Sunday, October 24, 2010

Comic Sans MS

According to researchers we remember best what we find difficult to read. I’m not talking about grammar or syntax but about the particular typeface or font used. Thus,  a beautifully clear and elegant font may not actually be the most effective means of communication precisely because it is so pleasing on the eye.

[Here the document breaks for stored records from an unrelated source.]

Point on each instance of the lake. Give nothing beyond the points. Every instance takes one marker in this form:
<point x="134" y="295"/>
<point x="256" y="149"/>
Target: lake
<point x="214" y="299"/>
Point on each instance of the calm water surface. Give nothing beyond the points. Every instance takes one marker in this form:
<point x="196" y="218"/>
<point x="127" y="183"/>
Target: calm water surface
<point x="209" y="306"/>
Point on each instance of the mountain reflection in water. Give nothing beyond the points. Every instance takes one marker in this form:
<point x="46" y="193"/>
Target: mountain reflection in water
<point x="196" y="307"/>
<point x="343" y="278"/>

I am typing this post using a font called Comic Sans MS which researchers at Princeton University have found to be one of the more “difficult” typefaces in terms of the effort required to read it. You should therefore have less difficulty remembering it. Of course there is always the possibility that you are so put off by the font that you don’t bother to read the contents at all.

2 comments:

  1. Anonymous4:32 pm

    You might be interested in this podcast. -lesle
    ---
    http://www.wpr.org/book/091101b.cfm

    The Internet is a free flow of ideas where everyone can say whatever they want. But for all its splashy graphics and Flash animation, there's one thing that makes the Internet looks the same. Its name is Verdana. And it's a font. In this hour of To the Best of Our Knowledge, we'll talk with Matthew Carter, the designer of Verdana, the Internet font. Also, the creators of Obama's font, Gotham -- The font of Hope and Change.

    SEGMENT 1:

    The style of type used by the Obama campaign is called Gotham and was designed by the team of Jonathan Hoefler and Tobias Frere-Jones. They tell Anne Strainchamps how they feel about having designed the font of Hope and Change and where the design originally came from. Also, Novelist Nicholson Baker reviewed the Kindle, Amazon's electronic reading device, in The New Yorker in an article called "A New Page: Can the Kindle Really Improve the Book?" Baker tells Anne Strainchamps that e-readers have some advantages over the printed book, but the Kindle isn't his favorite.

    SEGMENT 2:

    Matthew Carter designed Verdana, the internet font, and co-founded Bitstream, the first digital foundry. He co-designed Helvetica - the most ubiquitous font family in the world. He even designed Bell Centennial, the phone book font. Carter tells Steve Paulson his career in fonts began very traditionally, at a printing factory.

    SEGMENT 3:

    Tracy Honn, director of the Silver Buckle Press in Madison, WI, takes TTBOOK's Charles Monroe-Kane and Caryl Owen on a tour of this working museum of letterpress printing, and its star, The Trolley: a Golding Official #6 from the late 1800s. Also, Kitty Burns Florey is the author of "Script and Scribble: The Rise and Fall of Handwriting." She says handwriting is the original font and talks with Jim Fleming about practicing Palmer method.
    ===
    Personally, I prefer and use Arial narrow/11 point/bold: clear, straightforward, legible, easy to read for old eyes, and!, more words on one page.

    ReplyDelete
  2. Fascinating. I've always been interested in the "style" of different websites. one of my favourites is www.theatlantic.com.
    Personally, I like the array of fonts offered by Adobe's Buzzword processor.
    In terms of the general appearance of sites, I'm afraid that the French suffer from what Steve Jobs calls "featuritis". Very cluttered!